When I read this, I see it as saying that the initial placement of the spore mine is only for marker purposes. Though I can see where you are coming from, as the Spore Mine is on the table. Though you technically have not 'placed' the unit on the table yet, it is just marking the point of impact(which you can do with a blast marker anyway...)


----------



## Winterous (Mar 30, 2009)

Wolf_Lord_Skoll said:


> It says "use a spore mine model to portray where it lands" and then it goes on to say If the cluster scatters so that it is not in contact with an enemy model "place a spore mine at the indicated point".
> 
> When I read this, I see it as saying that the initial placement of the spore mine is only for marker purposes. Though I can see where you are coming from, as the Spore Mine is on the table. Though you technically have not 'placed' the unit on the table yet, it is just marking the point of impact(which you can do with a blast marker anyway...)


Oh yeah, good point.

The model is still just a representation of location, it's not an actual unit.
And even if it is, it's not yours, so it doesn't count as a kill point.
*rant*


----------



## Tim/Steve (Jan 25, 2009)

I always think of spore mines as ammunition until the end of the biovore shooting- if the mines hit directly or get placed close enough to enemies to explode instantly (eg when a second mine in placed into the cluster it makes base contact- pretty common). In these cases I dont give a KP, in all others I do... TBH I dont really mind about giving KPs, my army often has twice the KPs of the enemies, with biovores and 1-2 WoN gaunts so to win anhiliation games I need to table the opponent or to smack them around hard early (something biovores are good at doing).

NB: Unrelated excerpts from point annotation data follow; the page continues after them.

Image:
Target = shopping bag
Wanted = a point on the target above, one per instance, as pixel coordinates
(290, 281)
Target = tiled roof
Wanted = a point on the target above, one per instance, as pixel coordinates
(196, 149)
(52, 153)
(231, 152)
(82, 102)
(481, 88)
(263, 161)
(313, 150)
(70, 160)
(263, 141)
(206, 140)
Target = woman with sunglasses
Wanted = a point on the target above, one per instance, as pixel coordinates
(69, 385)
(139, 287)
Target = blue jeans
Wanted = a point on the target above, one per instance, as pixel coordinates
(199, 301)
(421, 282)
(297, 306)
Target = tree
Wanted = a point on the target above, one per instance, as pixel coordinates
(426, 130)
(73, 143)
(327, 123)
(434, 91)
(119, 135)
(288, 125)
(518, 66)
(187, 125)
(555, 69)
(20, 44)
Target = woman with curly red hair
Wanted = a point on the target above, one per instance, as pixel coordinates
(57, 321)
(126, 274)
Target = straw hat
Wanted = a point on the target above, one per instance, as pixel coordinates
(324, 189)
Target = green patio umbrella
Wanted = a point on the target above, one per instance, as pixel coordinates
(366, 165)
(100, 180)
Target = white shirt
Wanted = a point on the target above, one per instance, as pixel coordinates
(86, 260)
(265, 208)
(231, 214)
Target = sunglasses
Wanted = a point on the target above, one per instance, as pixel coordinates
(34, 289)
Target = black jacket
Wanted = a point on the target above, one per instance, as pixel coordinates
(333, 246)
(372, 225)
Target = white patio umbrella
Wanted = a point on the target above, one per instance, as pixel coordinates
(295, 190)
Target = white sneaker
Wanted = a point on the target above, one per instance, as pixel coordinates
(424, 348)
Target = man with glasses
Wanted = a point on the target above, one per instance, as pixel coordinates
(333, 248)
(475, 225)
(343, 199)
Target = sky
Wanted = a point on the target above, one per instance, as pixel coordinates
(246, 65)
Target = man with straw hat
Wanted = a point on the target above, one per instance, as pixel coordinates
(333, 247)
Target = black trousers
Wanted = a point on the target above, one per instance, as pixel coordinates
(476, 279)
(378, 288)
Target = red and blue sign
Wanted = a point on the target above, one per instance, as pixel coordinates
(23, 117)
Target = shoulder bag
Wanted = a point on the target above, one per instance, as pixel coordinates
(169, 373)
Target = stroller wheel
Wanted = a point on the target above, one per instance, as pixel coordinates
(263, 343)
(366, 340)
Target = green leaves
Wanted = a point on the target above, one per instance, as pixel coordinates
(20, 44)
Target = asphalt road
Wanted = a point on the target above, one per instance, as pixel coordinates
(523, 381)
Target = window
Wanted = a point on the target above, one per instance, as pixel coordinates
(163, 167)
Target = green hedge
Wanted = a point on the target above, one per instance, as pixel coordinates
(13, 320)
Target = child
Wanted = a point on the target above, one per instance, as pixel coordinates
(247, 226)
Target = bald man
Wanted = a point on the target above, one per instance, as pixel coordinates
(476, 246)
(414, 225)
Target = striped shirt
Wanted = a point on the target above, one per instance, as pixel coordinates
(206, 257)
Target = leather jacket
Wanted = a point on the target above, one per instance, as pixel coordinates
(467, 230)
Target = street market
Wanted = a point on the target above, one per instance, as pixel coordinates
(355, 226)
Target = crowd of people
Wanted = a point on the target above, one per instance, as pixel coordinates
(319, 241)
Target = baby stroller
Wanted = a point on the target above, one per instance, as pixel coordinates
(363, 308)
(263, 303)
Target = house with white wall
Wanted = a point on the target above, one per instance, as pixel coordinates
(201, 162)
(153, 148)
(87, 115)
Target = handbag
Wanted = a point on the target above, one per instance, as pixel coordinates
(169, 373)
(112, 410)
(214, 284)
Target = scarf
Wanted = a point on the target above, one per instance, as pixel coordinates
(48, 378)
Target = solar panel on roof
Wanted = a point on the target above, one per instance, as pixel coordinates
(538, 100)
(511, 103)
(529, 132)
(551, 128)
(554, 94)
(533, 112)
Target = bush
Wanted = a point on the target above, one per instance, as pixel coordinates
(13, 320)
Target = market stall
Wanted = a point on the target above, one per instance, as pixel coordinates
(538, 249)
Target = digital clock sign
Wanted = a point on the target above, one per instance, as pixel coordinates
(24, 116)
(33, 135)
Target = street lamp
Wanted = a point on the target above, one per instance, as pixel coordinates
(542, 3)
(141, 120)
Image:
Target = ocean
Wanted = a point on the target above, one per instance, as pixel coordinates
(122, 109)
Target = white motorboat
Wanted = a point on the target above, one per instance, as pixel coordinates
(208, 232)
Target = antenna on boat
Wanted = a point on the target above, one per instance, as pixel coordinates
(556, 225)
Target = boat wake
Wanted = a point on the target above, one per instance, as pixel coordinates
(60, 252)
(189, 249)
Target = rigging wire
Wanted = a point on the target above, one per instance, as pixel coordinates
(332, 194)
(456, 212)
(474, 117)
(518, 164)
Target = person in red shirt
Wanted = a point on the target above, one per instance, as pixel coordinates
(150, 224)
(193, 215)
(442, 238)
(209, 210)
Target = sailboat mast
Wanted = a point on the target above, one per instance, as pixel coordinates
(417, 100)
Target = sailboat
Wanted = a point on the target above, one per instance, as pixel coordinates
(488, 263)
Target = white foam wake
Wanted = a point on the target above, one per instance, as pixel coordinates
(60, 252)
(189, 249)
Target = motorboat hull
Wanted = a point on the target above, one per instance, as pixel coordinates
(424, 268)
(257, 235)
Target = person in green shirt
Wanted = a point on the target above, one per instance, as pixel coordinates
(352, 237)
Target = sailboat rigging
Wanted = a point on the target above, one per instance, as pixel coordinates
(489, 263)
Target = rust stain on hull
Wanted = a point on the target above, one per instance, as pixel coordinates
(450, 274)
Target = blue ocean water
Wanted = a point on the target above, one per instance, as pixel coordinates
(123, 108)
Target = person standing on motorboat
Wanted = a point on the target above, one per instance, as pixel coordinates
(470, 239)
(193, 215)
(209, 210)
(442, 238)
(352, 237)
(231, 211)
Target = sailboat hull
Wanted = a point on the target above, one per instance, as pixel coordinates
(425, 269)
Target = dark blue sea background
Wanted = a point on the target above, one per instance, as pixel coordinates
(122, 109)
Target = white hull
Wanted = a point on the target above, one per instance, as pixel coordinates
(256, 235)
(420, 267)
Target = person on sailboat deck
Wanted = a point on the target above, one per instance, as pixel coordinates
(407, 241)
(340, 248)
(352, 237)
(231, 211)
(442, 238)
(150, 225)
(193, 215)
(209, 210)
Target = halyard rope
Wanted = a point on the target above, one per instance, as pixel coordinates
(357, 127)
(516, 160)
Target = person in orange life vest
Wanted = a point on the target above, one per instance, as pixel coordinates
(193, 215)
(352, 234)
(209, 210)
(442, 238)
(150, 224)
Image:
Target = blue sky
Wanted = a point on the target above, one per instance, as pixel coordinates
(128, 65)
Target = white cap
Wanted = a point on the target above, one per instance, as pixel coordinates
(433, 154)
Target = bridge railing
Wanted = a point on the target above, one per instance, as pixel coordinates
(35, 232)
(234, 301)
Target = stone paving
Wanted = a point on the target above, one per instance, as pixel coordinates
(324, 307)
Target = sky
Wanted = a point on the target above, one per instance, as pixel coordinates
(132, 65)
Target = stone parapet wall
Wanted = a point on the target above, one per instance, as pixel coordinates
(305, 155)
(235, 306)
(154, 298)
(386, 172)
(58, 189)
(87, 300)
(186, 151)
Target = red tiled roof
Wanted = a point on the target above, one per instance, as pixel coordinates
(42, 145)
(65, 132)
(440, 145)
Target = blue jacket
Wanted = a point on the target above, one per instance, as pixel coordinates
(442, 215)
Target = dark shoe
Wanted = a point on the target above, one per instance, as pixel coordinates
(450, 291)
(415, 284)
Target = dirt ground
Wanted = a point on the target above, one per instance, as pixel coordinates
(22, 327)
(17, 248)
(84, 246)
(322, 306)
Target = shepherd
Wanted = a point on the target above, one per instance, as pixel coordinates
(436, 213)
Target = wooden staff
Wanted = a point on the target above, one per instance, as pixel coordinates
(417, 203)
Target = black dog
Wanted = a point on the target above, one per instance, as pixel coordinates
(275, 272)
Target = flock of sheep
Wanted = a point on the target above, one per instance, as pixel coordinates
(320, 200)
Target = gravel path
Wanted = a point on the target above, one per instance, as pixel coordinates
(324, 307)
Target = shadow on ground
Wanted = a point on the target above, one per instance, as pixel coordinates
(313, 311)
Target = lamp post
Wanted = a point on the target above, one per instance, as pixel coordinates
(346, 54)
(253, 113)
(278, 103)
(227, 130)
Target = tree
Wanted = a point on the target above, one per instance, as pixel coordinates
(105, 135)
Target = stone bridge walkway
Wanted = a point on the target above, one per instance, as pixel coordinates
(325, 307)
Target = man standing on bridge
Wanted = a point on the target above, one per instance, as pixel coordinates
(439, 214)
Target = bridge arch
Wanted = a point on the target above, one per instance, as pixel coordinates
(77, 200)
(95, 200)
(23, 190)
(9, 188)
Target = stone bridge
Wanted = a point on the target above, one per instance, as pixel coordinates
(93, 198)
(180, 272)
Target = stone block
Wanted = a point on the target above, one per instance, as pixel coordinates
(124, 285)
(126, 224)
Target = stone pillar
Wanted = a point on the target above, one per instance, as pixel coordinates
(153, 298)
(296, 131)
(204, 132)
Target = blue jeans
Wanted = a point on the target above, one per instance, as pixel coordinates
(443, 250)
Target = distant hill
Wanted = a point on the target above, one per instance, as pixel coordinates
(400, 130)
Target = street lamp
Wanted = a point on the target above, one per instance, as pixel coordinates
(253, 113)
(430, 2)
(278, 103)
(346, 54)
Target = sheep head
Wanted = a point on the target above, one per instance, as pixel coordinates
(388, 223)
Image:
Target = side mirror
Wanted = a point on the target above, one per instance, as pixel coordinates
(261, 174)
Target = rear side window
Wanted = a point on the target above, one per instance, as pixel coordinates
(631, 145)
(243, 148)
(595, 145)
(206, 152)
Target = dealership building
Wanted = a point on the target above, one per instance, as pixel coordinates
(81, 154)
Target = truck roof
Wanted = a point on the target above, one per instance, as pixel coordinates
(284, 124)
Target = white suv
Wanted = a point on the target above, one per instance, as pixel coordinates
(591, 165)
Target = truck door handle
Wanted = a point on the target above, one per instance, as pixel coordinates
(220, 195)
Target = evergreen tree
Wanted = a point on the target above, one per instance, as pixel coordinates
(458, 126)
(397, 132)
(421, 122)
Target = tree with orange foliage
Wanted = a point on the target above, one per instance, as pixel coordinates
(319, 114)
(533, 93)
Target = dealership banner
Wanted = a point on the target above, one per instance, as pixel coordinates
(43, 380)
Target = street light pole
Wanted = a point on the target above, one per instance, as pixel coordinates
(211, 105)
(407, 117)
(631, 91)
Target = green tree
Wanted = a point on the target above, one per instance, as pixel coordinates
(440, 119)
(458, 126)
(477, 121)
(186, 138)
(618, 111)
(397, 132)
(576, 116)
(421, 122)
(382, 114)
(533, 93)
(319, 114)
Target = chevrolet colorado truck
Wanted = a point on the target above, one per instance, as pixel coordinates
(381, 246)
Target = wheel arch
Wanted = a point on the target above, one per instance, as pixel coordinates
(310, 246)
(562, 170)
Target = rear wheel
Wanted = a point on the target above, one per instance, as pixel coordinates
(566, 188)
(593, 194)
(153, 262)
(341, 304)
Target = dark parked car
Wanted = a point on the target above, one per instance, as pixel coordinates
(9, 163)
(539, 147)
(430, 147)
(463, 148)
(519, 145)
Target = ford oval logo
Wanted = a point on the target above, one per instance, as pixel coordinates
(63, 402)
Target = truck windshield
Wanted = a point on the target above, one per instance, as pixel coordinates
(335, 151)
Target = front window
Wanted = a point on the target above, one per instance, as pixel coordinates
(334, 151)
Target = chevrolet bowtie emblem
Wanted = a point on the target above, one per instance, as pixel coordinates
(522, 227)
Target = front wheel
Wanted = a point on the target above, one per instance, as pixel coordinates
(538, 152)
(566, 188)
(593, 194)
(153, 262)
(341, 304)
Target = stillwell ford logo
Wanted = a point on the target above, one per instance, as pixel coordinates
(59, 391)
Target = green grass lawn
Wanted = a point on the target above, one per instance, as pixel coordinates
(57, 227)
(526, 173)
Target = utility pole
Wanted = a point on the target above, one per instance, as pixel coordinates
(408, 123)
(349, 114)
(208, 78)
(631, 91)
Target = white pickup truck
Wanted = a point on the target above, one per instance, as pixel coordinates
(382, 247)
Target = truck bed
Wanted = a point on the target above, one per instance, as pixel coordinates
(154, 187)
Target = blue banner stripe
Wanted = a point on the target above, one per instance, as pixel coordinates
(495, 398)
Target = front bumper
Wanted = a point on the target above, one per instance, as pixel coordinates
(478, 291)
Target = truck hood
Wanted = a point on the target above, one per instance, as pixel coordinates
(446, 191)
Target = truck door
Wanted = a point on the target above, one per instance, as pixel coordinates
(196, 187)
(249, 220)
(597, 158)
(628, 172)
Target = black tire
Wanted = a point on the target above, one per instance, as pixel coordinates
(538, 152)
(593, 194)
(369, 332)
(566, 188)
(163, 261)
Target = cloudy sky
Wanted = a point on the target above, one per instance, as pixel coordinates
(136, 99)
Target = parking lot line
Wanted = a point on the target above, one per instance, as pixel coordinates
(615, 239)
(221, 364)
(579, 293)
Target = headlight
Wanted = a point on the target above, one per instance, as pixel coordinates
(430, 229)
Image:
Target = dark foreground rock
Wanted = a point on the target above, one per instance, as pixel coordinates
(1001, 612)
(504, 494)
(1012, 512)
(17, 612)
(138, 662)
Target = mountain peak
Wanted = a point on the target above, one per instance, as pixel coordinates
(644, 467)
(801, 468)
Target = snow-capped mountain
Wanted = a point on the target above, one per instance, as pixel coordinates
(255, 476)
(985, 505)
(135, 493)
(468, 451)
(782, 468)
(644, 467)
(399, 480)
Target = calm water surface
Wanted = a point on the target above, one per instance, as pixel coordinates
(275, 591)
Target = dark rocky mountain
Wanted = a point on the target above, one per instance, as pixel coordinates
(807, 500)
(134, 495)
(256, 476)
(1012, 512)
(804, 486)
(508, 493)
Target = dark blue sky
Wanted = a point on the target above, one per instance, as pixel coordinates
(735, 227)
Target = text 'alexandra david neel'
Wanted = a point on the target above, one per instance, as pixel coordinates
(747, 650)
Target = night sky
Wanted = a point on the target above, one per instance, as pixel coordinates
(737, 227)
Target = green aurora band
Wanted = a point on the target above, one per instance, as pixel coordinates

Mainly I take biovores because they are half decent at killing light-medium vehicles (bioacid) and help to keep the enemy hiding his MEQs in cover in fear of a lucky rolling shot (being potentially able to kill 7-8 MEQs anywhere on a table is immense.. even if unlikely).


----------



## Inquisitor Einar (Mar 6, 2009)

Bioacid biovores can be a pain.. they're especially nasty against my sisters.. since they only have T3.


----------



## Winterous (Mar 30, 2009)

Tim/Steve said:


> I always think of spore mines as ammunition until the end of the biovore shooting- if the mines hit directly or get placed close enough to enemies to explode instantly (eg when a second mine in placed into the cluster it makes base contact- pretty common). In these cases I dont give a KP, in all others I do... TBH I dont really mind about giving KPs, my army often has twice the KPs of the enemies, with biovores and 1-2 WoN gaunts so to win anhiliation games I need to table the opponent or to smack them around hard early (something biovores are good at doing).
> 
> Mainly I take biovores because they are half decent at killing light-medium vehicles (bioacid) and help to keep the enemy hiding his MEQs in cover in fear of a lucky rolling shot (being potentially able to kill 7-8 MEQs anywhere on a table is immense.. even if unlikely).


Yeah, making MEQs stick to cover is something that Tyranids can't do too well; only 2 ap3 weapons in their whole army.
And it also pins people, no matter WHEN it explodes


----------



## emergeo (Jun 14, 2009)

Bio-acid is good for dropping on rear armour of vehicles.

If your opponent insists they get KP's for your spore mines, then the mines can also run and go to ground.


----------



## Tim/Steve (Jan 25, 2009)

its the old issue of "are you playing a prick?"
I play that biovores give KP once the shooting phase ends (ie, if they hit as they are being shot then they never form a unit and so arent a KP), this is already being incredibly kind to my opponent in terms of giving him free KP. If my opponent was to insist that all shots from biovores give KP regardless I would A- think him am evil rules laywering bastard (if they have a ~6KP army and expect to get 5-7KP just from me shooting I would smack them round the head till they stopped thinking the silly thought) and B you better believe that every stupid rules lawyering thing I know will be used against them...
If you need to use them (ie, dont do this against a nice friendly person) then yes, you can run spore mines in ANY direction you see fit. Yes, they can go to ground and get cover saves of 3+. Even funnier- yes they can indeed BLOCK captures just like any other units can (so if you have last turn in an objective game shoot the mines as close to the objective as you can... hope to miss, then just run them to within 3"- if your not playing an evil player I would still do this but wouldnt throw in the run move; so its far less likely to work).


----------